Author: Dr Jone Brown
To: Department of History
Subject: Interstellar travel
Author: Dr Jone Brown
To: Department of History
Subject: Interstellar travel
Travel is the biggest subject in the current day, perhaps even greater than politics or religion. You never stop moving, even if you think you're still. Movement in space is pretty straightforward; position your craft in the right direction and fire up the propulsion system. Doing flybys of planets or other massive bodies to boost your speed in the right direction was historically used before the advent of more sophisticated boosters and is still standard procedure today in many systems. Common speeds of most craft range between 350,000 and 450,000 miles per hour, with military vessels often going up to 800,000 mph and launched missiles and torpedoes averaging at 1,300,000 mph. While this has been shown to be rather quick, this hardly compares to light speed, which is a bit faster than that. Contrary to standard physics models, superluminal speeds have been achieved in the past, but require specialized drives that are very rare and is generally unstable due to the craft often phasing into [[INVALID MEDIA]]. This only accounts for two of the many various other issues for such a mode of transportation.
Fortunately, superluminal speeds are unnecessary due to the development of the hyperdrive, or Jell Drive. They allow for the creation of a temporary crack in the fabric of space-time that leads to hyperspace. Hyperspace is the outermost layer of Jell and is compressed enough for objects to make thousand-year journeys in months. The process of emerging from hyperspace is identical to that of entering, in which a craft will open a crack in hyperspace that leads to standard space. While hyperspace travel is always faster than standard space travel, the actual travel efficiency is wildly inconsistent and may take between days to years to reach the same place from the same starting point in different trips. On top of this, most hyperdrives become unstable after use and require up to a couple weeks to re-stabilize, lest a ship risks a drive breakdown and is marooned wherever the failing hyperdrive spits it out at.
The most reliable hyperspace corridors are referred to as "highways", and act as the interstellar analogs of roads or shipping lanes on terrestrial bodies. These lanes and systems that lie on them are fiercely contested, though combat in hyperspace itself is extremely rare due to energy beams and projectiles below a certain mass threshold naturally phasing into standard space. This is also why space walks or probe deployment in hyperspace is infeasible, making any damage on traveling ships very dangerous.
The use of "wormholes" is also fairly popular outside the Gergosphere, but wormhole gates must be physically constructed at a fixed location and are very energy-demanding. While faster and more reliable than hyperspace, wormholes also retain the same issues as that of hyperspace highways (prone to crowding and generating conflicts). In the Gergosphere, wormholes are primarily found between systems of high population and value, with the most notable ones being the Nosopotamian-Urban route and the Veneteria-Cisplatine route.
Other known methods of interstellar travel are typically avoided due to impracticality, limited knowledge, or both. "True Interstellar Vehicles" (True ISVs) make the journey between stars by brute force alone, taking tens, hundreds, or even thousands of years to reach a destination.

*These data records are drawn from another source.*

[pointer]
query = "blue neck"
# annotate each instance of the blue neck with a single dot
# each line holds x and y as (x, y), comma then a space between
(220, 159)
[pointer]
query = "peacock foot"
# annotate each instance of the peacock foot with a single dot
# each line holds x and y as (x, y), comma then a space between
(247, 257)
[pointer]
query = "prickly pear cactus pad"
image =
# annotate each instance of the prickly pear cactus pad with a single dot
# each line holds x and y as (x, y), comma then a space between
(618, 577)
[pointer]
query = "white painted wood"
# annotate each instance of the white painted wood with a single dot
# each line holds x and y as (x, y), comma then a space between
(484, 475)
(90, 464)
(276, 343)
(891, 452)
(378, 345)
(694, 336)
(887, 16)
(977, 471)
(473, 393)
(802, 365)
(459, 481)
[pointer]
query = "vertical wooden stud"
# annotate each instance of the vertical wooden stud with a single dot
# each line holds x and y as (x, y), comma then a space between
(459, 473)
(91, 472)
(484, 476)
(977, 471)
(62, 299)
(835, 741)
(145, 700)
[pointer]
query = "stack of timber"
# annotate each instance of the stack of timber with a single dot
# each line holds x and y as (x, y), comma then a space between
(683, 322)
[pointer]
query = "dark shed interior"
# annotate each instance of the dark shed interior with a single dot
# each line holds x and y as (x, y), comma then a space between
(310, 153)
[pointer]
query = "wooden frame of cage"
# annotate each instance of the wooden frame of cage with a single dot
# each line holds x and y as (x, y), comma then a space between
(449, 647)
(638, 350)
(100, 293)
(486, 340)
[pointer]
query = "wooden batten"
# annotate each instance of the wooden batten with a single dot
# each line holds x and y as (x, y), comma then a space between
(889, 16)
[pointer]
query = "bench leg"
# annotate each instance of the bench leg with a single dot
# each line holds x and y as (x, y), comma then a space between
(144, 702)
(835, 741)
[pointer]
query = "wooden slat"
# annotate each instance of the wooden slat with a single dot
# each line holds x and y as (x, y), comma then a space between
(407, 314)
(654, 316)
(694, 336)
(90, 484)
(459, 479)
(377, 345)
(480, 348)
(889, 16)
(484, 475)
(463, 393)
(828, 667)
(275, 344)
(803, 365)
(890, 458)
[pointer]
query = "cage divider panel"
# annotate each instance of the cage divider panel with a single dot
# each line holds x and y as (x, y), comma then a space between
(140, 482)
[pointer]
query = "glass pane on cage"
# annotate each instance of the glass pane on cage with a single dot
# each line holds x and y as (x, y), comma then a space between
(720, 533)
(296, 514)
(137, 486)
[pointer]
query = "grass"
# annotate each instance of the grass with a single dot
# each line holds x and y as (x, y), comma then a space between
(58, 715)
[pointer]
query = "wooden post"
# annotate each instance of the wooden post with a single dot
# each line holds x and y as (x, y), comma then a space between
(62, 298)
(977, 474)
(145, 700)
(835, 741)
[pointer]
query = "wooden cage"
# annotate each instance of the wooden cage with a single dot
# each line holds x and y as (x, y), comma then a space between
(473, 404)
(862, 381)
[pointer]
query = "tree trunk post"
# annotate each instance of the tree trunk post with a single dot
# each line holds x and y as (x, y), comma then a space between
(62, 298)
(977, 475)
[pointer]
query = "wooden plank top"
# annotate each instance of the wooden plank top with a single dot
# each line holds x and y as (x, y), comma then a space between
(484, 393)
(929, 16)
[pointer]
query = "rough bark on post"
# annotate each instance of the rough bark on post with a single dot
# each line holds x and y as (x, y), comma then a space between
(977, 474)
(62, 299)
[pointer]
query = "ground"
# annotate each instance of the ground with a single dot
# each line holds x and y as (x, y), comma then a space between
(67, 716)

Such vehicles are no longer standard practice and haven't been in millennia, though there are an unknown number of True ISVs that are still currently adrift in space going to destinations that may or may not exist anymore. As mentioned before, superluminal drives mitigate the long times, but are arguably worse than a standard brute force True ISV for all their issues. Thresher raiding fleets bypass both caveats, for instead they seem to take advantage of interstellar gravitational storms to "ride" faster than light through the use of specially designed "sails". This has proven effective for them, but is only limited in or near the Divide where storms are frequent and reliable.
"Compression jumping" is not a proven method of safe or reliable travel, and has resulted in catastrophic failure nearly every time it has been attempted. The same goes for "glitching", "displacing", and other theoretical/pseudoscientific undocumented methods that have each resulted in lost ships and dead men. Any reports of such methods working are either fabricated, misinterpreted, or occurred under extreme circumstances that are unlikely to be replicated. These will not be elaborated on to deter copycats.